El extraño regreso de Oriol Romeu al Southampton
Oriol Romeu (Ulldecona, 1991) volvió a la que fue su casa durante siete años. Era el regreso del hijo pródigo a St Mary’s para ayudar al Southampton a mantenerse en la Championship, la segunda división inglesa. “Que regrese habla por sí solo. Fui feliz aquí. Disfruté mi tiempo en el club. Crecí como jugador y como persona. Me hizo madurar en todos los aspectos de la vida”, proclamó con orgullo en su presentación. “Estoy dispuesto a ayudar desde el primer día“, aseguró.

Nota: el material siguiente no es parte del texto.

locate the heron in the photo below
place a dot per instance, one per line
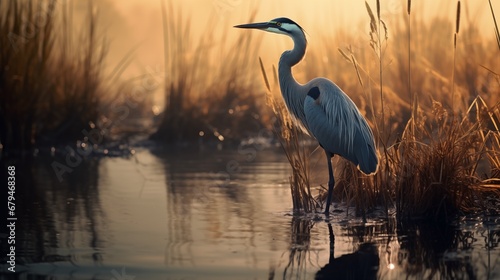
(321, 108)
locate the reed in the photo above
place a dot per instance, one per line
(434, 164)
(50, 89)
(497, 31)
(209, 86)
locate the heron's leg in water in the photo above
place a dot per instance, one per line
(332, 242)
(331, 183)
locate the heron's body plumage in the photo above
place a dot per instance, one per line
(321, 108)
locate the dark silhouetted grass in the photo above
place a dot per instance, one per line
(51, 82)
(209, 83)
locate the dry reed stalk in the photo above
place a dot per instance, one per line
(457, 28)
(497, 32)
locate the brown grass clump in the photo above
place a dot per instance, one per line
(439, 140)
(51, 82)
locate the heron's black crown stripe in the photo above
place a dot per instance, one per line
(314, 93)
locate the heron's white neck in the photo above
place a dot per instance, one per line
(292, 91)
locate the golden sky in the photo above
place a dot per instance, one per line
(138, 23)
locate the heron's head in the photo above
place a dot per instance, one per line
(282, 25)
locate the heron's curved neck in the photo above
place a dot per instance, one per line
(292, 57)
(290, 88)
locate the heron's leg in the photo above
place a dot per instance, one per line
(331, 183)
(332, 242)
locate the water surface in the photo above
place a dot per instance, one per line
(220, 215)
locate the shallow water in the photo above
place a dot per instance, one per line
(219, 215)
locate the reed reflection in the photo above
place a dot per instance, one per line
(55, 217)
(362, 264)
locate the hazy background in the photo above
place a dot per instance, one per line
(138, 24)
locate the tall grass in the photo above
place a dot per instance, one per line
(51, 80)
(439, 152)
(294, 144)
(209, 83)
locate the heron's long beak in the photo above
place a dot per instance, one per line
(258, 25)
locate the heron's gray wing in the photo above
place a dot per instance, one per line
(337, 124)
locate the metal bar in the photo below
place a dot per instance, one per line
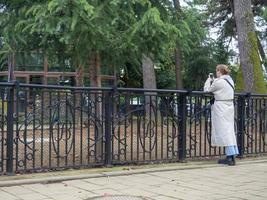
(42, 128)
(108, 119)
(81, 128)
(182, 125)
(10, 121)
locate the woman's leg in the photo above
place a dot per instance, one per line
(231, 152)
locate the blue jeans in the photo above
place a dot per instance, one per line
(231, 150)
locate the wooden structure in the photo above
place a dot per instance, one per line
(43, 76)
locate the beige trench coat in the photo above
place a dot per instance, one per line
(222, 111)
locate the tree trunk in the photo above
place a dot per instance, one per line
(96, 103)
(262, 53)
(95, 72)
(149, 82)
(248, 48)
(178, 67)
(178, 54)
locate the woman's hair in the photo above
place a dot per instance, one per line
(224, 69)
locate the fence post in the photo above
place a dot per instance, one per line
(182, 126)
(108, 138)
(240, 124)
(10, 129)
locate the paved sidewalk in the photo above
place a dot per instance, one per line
(247, 180)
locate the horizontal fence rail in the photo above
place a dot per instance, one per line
(53, 127)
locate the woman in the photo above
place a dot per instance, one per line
(222, 113)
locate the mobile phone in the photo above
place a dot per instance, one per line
(211, 75)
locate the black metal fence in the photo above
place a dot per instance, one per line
(52, 127)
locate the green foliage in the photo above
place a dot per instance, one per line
(240, 81)
(260, 85)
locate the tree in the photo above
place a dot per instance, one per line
(248, 47)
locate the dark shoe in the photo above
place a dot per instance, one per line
(229, 160)
(223, 161)
(232, 163)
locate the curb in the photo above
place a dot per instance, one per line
(118, 173)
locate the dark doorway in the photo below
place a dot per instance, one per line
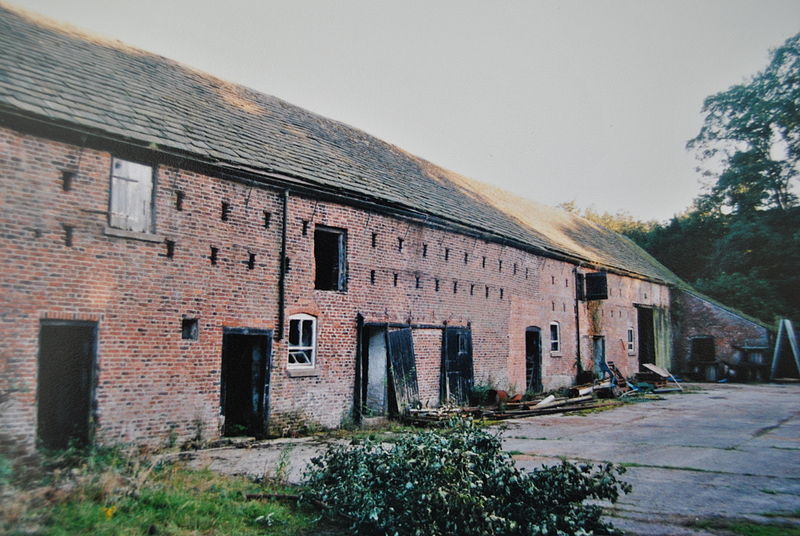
(245, 381)
(533, 360)
(402, 368)
(599, 354)
(647, 345)
(457, 374)
(375, 373)
(66, 383)
(702, 350)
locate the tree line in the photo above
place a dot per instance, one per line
(739, 242)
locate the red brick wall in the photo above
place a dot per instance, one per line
(700, 317)
(151, 382)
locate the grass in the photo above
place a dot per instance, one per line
(745, 527)
(142, 499)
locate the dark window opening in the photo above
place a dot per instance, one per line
(69, 233)
(330, 257)
(596, 286)
(579, 287)
(190, 329)
(67, 178)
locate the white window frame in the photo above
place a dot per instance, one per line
(311, 351)
(555, 343)
(631, 341)
(130, 205)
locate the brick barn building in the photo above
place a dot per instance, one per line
(185, 256)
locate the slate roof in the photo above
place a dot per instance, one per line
(64, 75)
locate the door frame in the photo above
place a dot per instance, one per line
(93, 371)
(539, 384)
(264, 400)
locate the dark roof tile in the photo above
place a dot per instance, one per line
(70, 76)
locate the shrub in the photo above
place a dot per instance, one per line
(457, 481)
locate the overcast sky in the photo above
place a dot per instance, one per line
(591, 101)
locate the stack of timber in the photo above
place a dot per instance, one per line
(546, 406)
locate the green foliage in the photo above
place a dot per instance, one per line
(750, 139)
(457, 481)
(114, 492)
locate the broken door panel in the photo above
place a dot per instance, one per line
(647, 349)
(457, 370)
(245, 381)
(65, 387)
(533, 360)
(376, 365)
(403, 367)
(599, 354)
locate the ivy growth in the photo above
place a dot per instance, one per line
(457, 481)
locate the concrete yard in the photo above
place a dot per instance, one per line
(729, 450)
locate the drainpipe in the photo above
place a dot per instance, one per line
(577, 321)
(282, 269)
(359, 373)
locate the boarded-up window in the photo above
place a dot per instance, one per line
(555, 338)
(330, 258)
(596, 286)
(131, 196)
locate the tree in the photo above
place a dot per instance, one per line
(750, 139)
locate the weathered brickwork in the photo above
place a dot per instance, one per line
(152, 383)
(702, 318)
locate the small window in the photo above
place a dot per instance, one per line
(555, 338)
(330, 257)
(631, 341)
(190, 329)
(596, 286)
(131, 196)
(302, 340)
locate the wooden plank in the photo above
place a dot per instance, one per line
(400, 346)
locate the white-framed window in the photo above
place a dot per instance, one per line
(555, 338)
(302, 340)
(131, 197)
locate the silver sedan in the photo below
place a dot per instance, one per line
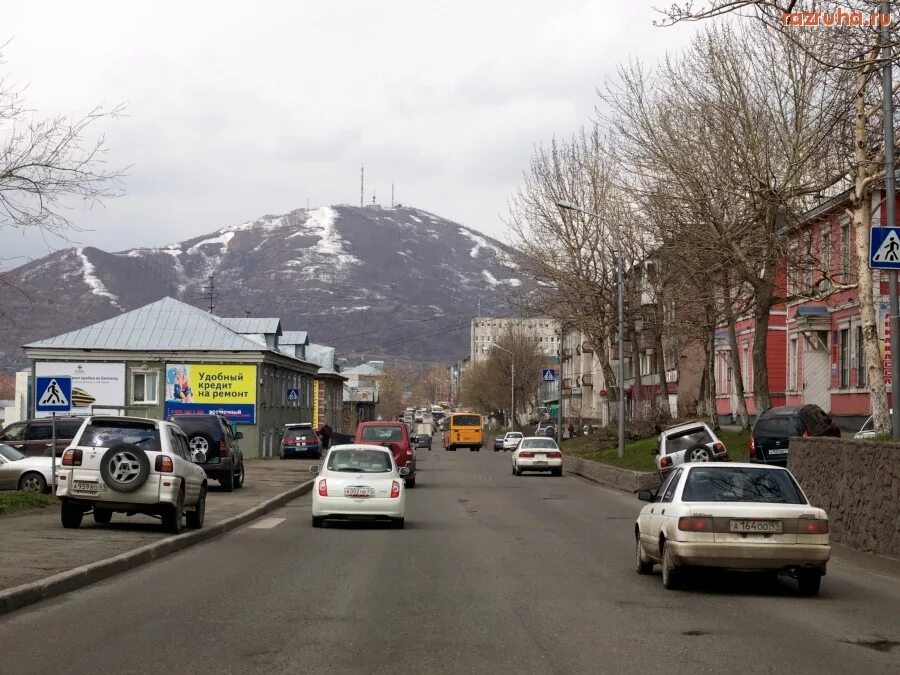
(18, 472)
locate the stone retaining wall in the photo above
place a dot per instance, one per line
(623, 479)
(858, 485)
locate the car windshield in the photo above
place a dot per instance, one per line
(466, 421)
(782, 426)
(538, 443)
(687, 439)
(726, 484)
(11, 454)
(360, 461)
(382, 434)
(107, 433)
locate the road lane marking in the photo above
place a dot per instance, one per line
(267, 523)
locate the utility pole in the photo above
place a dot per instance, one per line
(891, 213)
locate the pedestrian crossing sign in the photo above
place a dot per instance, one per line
(53, 394)
(884, 248)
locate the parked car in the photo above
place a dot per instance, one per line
(867, 430)
(33, 437)
(774, 428)
(732, 516)
(393, 435)
(359, 481)
(299, 439)
(511, 439)
(214, 447)
(537, 453)
(28, 474)
(687, 442)
(131, 465)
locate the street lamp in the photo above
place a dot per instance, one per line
(569, 206)
(512, 384)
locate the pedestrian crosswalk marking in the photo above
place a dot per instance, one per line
(889, 251)
(53, 395)
(267, 523)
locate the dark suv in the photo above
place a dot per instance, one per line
(776, 426)
(33, 437)
(214, 447)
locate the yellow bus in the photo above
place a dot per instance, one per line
(464, 430)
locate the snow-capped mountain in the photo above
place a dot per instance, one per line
(386, 282)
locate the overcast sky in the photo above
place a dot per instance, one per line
(239, 109)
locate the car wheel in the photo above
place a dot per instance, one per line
(809, 581)
(173, 515)
(196, 517)
(699, 453)
(200, 443)
(226, 480)
(672, 575)
(33, 482)
(125, 467)
(71, 515)
(644, 565)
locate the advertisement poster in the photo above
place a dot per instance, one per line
(93, 384)
(212, 389)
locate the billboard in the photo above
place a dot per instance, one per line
(93, 384)
(212, 389)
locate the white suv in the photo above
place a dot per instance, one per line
(131, 465)
(688, 442)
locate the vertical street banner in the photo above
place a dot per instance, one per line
(212, 389)
(315, 404)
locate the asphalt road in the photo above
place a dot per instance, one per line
(493, 574)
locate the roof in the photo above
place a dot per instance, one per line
(166, 324)
(294, 337)
(249, 325)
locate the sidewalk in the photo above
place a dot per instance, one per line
(35, 545)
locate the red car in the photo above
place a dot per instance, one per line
(393, 435)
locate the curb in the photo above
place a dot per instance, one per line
(27, 594)
(621, 479)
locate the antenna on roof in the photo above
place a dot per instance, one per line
(210, 292)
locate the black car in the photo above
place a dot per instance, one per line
(776, 426)
(214, 446)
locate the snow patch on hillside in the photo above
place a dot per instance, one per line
(88, 275)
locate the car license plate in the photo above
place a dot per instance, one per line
(757, 526)
(87, 486)
(358, 492)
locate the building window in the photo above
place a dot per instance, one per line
(792, 364)
(860, 359)
(845, 358)
(144, 387)
(845, 253)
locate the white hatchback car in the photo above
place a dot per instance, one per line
(511, 440)
(359, 482)
(537, 453)
(732, 516)
(131, 465)
(687, 442)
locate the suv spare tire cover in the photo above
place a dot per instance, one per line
(125, 467)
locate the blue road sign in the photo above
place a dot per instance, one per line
(53, 394)
(884, 248)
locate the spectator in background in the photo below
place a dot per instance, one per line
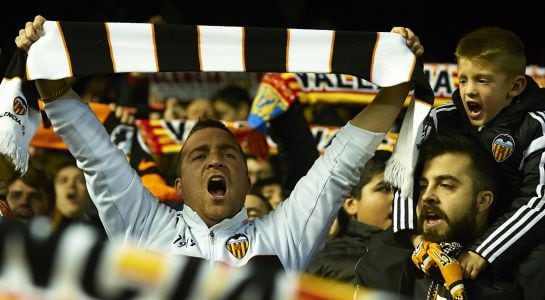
(256, 205)
(458, 187)
(31, 195)
(369, 208)
(232, 103)
(271, 189)
(213, 181)
(258, 168)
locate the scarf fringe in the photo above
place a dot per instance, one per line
(400, 176)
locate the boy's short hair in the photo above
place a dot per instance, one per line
(496, 45)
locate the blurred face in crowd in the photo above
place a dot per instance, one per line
(71, 192)
(26, 202)
(200, 108)
(485, 90)
(273, 193)
(447, 207)
(255, 206)
(213, 175)
(375, 204)
(258, 169)
(227, 112)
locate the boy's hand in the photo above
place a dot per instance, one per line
(472, 264)
(30, 33)
(413, 42)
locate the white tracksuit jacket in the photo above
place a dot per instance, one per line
(295, 232)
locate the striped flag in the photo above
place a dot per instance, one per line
(69, 49)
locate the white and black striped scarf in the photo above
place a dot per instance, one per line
(75, 49)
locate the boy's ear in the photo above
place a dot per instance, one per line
(519, 84)
(178, 186)
(484, 201)
(350, 206)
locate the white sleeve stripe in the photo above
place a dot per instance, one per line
(386, 71)
(221, 48)
(518, 233)
(517, 220)
(132, 47)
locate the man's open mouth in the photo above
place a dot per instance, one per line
(216, 186)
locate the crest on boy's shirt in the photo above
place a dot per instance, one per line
(238, 245)
(502, 147)
(19, 106)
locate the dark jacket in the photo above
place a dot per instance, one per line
(387, 267)
(340, 255)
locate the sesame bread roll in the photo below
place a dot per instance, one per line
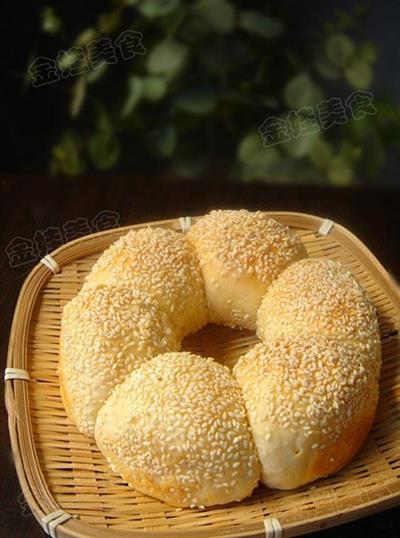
(177, 429)
(241, 253)
(321, 296)
(310, 401)
(160, 263)
(106, 332)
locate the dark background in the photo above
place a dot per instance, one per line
(32, 119)
(31, 200)
(31, 204)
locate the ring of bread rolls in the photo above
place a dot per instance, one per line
(185, 429)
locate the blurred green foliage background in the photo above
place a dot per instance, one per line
(213, 71)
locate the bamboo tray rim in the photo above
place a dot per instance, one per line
(30, 475)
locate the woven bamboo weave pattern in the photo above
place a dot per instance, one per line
(59, 467)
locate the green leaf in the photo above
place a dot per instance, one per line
(188, 167)
(219, 14)
(108, 22)
(154, 88)
(135, 93)
(85, 37)
(200, 100)
(324, 66)
(254, 155)
(339, 49)
(359, 75)
(157, 8)
(78, 96)
(164, 141)
(167, 58)
(103, 150)
(367, 52)
(51, 23)
(261, 25)
(301, 91)
(320, 153)
(96, 74)
(301, 146)
(340, 172)
(66, 158)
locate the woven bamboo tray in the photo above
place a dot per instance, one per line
(60, 468)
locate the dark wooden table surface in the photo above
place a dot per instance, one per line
(38, 207)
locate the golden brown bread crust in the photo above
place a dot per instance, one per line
(106, 332)
(177, 429)
(241, 253)
(339, 454)
(310, 401)
(161, 264)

Pero nada más lejos de la realidad. El de Ulldecona, que volvía una década después de su fichaje, no está gozando de apenas continuidad en unos ‘saints’ que están fuera de peligro y ocupan la decimocuarta posición en la tabla. Sus números hablan por sí solos: 67 minutos disputados en cinco partidos. Debutó ante el Millwall el pasado 29 de noviembre y jugó el último cuarto de hora de encuentro. Y sumó veinte minutos en los tres compromisos posteriores frente a Birmingham, West Bromwich y Norwich.
Se quedó en blanco contra el Coventry y gozó de algo más de media hora ante el Oxford United en el Boxing Day. Fuera de la convocatoria ante Birmingham y Millwall por un aparente percance físico, se desconoce si estará en condiciones de reaparecer ante el Middlesbrough el domingo.
Su técnico, Tonda Eckert, afirmó tras su debut a finales de noviembre que necesitaba más tiempo para encontrar su ritmo, aunque se mostró satisfecho de tenerlo en su plantilla. “No podría haber entrado antes de lo que lo hizo”, aseguró Eckert. Estaba “al límite”.
De Girona a Barcelona… y de nuevo a Girona
En verano de 2022 tomó un vuelo a su Catalunya natal para unirse a un Girona en el que se convertiría en el ancla de Míchel. Un año más tarde, Xavi Hernández apostó por él como sustituto de un Sergio Busquets que dejaba un vacío difícil de llenar en el pivote, pero acabó siendo un retorno amargo por culpa de su irregularidad tanto física como de rendimiento. Míchel acudió a su rescate y volvió a gozar de los servicios de uno de sus futbolistas predilectos, que entendía su idea a la perfección.

Oriol Romeu, con la camiseta del Girona / JAVI FERRANDIZ
El año del Girona fue delicado y su rendimiento fue claramente de más a menos. Su cesión llegó a su fin y, en su regreso a Barcelona, club y jugador acordaron la rescisión de contrato. Agente libre desde principios de septiembre, se desconocía cuál iba a ser su siguiente movimiento… hasta que se le presentó la oportunidad de regresar al St Mary’s.